Linda receives several letters from her brother, William, who has gone to Washington with his master, Mr. Sands. Suddenly, the letters stop, and Linda learns that William has escaped. Initially, she fears for her children, thinking that Mr. Sands might decide to sell them to make up for his loss. But Mr. Sands — who feels confident that William will return — is more surprised and disappointed by William's action than angry. After overhearing her grandmother's conversation with an elderly woman whose children have all been sold, Linda reminds herself of William's resolve to be free and is finally able to rejoice in his freedom, although, like her grandmother, she fears for his safety.
Meanwhile, Mr. Sands makes plans to send Ellen to live with his sister in Illinois, while Benjamin is to live with Mr. Sands and his new wife. When Linda learns of the plans, she is devastated at the thought of not being able to see her children any longer, although she realizes that the moves would be in their best interests. Ultimately, Mr. Sands decides to send Ellen to live with some of his relatives in Brooklyn. On the eve of Ellen's departure, Linda comes out of hiding and spends the evening with Ellen.

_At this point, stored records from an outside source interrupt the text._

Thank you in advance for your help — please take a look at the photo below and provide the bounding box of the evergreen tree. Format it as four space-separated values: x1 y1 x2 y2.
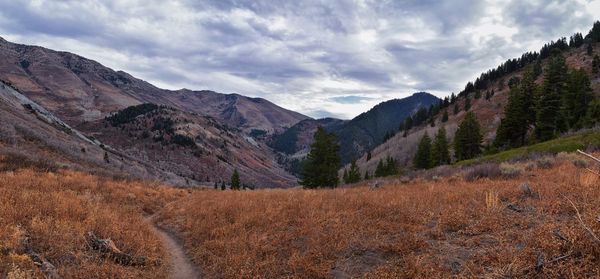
563 69 593 129
494 70 537 148
535 50 568 141
364 171 370 180
441 110 449 122
583 99 600 127
587 43 594 56
374 159 385 177
366 151 372 161
413 133 432 169
454 112 482 161
450 92 457 103
464 97 471 111
347 160 361 183
231 169 240 190
221 181 226 191
430 127 450 167
474 90 482 99
300 127 341 188
214 181 218 190
342 168 349 184
453 103 459 115
384 156 398 175
103 152 110 163
593 55 600 74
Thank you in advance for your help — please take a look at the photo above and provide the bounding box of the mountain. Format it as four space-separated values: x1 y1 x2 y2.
271 92 440 165
0 36 308 133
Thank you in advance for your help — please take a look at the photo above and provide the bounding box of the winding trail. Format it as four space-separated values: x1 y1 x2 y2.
145 216 202 279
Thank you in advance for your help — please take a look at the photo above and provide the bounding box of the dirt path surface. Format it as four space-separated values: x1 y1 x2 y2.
146 216 202 279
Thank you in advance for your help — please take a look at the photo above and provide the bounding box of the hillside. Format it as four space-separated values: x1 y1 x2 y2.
272 92 439 166
79 104 296 188
350 41 600 176
0 36 308 133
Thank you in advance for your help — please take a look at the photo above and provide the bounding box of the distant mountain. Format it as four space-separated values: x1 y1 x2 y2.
271 92 440 165
0 37 308 133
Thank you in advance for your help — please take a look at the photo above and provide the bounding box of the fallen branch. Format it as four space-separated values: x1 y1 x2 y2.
86 232 146 266
577 149 600 165
565 197 600 245
584 167 600 176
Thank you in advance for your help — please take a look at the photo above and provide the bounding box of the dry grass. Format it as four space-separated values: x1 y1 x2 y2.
159 157 600 278
0 169 185 278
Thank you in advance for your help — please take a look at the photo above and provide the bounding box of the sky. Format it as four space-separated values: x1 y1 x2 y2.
0 1 599 119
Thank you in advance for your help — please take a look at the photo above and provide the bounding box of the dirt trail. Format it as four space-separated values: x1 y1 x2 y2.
145 216 202 279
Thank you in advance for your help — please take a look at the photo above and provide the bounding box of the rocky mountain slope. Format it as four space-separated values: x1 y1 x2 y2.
0 36 308 133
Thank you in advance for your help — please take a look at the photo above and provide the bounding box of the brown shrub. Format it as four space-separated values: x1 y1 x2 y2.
463 163 502 181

Six months later, Linda's grandmother receives a letter announcing Ellen's safe arrival in Brooklyn.
About this same time, Aunt Nancy (Aunt Martha's twin sister) dies, and Linda's grandmother is devastated by her sister's death. Aunt Nancy's death also forces Linda to reexamine her situation and to renew her resolve to escape before she, too, dies as a slave. She also realizes that the longer she remains, the greater danger she poses for her grandmother, a fact that is brought home to her when she narrowly escapes being discovered by Jenny, the house slave of her former benefactress. With the help of Uncle Phillip and his friend Peter, plans are made for Linda and her friend Fanny to travel north. Before she leaves, Linda introduces herself to her son, Ben, whom she has not spoken to for seven years while she was in hiding. He confesses that he has known of her hiding place all along.

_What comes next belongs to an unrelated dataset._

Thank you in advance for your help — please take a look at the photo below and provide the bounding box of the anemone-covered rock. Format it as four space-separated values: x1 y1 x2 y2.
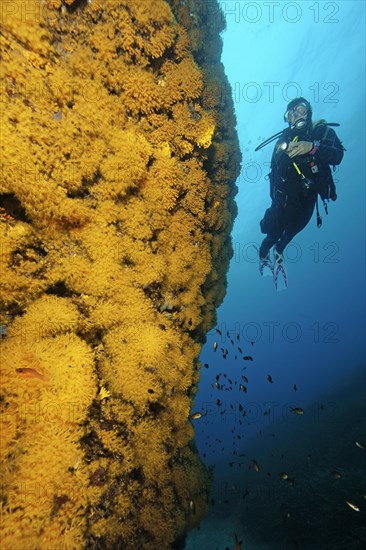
0 1 240 548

One of the most striking incidents in Chapter 26 is Mr. Sands' refusal to accept that William has run away. Emphasizing his kindness toward William, whom he claims he treated like his own brother, Mr. Sands blames the abolitionists for luring William away and insists that he will return as soon as he discovers the harsh realities of life for free blacks. Although he has witnessed Dr. Flint's cruel treatment of William and the way other slaveholders treat their slaves, Mr. Sands, as a free white man, cannot truly comprehend the devastating, soul-destroying reality of slavery and considers his slaves to be the equivalent of indentured servants who will regain their freedom in time and at his convenience. As he points out, he had planned to give William his freedom in five more years, so he doesn't understand why he wants to run away.

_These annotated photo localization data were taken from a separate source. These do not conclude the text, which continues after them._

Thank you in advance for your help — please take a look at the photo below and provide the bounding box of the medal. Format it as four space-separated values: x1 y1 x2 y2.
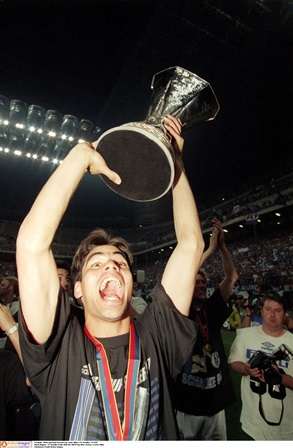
84 322 141 440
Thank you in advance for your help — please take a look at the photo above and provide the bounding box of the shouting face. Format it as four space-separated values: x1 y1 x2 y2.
74 245 133 325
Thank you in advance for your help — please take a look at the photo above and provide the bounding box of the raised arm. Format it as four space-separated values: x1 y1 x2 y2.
161 116 204 315
199 225 219 267
213 219 238 301
16 143 120 344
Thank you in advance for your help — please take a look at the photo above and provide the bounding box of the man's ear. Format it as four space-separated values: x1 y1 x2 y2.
74 281 83 301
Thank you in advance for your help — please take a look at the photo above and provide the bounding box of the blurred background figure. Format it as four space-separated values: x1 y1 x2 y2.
0 276 19 350
56 261 72 294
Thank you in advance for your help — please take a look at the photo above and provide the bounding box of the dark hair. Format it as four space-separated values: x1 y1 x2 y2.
261 293 287 312
56 260 71 272
71 228 133 284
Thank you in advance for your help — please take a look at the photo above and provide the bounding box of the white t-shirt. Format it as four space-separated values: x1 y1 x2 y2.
229 326 293 440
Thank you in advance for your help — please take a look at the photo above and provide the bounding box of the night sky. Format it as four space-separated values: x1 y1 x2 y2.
0 0 292 229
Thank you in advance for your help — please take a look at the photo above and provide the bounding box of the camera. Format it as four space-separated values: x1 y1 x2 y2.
249 344 293 385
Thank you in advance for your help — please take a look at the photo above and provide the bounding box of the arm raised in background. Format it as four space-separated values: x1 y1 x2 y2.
16 143 121 344
216 218 239 301
200 218 238 301
200 224 220 267
161 115 204 315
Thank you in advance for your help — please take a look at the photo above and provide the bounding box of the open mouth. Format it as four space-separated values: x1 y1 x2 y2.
99 276 124 303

From Mr. Sands' perspective, Williams' action constitutes a breach of trust and loyalty rather than a bold and daring strike for freedom. In this respect, Mr. Sands is not unlike Dr. Flint, who views Linda's refusal to submit to his advances in much the same way. Mr. Sands' professed ignorance of the brutal realities of slavery seems especially shallow and hypocritical given that he is fully aware that the mother of his two children has been reduced to living like a caged animal and he does nothing to help her.
Another key incident (in Chapter 27) is Aunt Nancy's death, which — coupled with Williams' escape, Mr. Sands' decision to send her children to the North, and Jenny's near discovery of her hiding place — is the impetus for Linda's decision to escape. She realizes the pain and futility of spending another seven years in her "retreat." She can no longer rationalize her suffering as the price she must pay to see her children, who are no longer there to soothe her soul. Witnessing her grandmother's inconsolable grief at the loss of her sister conjures up images of her own grief at the imminent death of her grandmother. She decides that she has no choice but to seize what may well be her last chance to escape.
Note that Linda credits her escape (Chapter 29) not to her own courage and daring — characteristics often emphasized in male slave narratives — but to the love and support of her Uncle Phillip, her friend Peter, and her grandmother. Also note that despite her own fear and inconsolable grief over leaving her beloved grandmother, Linda worries about Fanny's welfare and does what little she can to comfort her friend. Here again, Linda's actions underscore a recurrent theme in the book: the love and support of the black community, especially the community of women, as a critical component of the struggle for survival and freedom.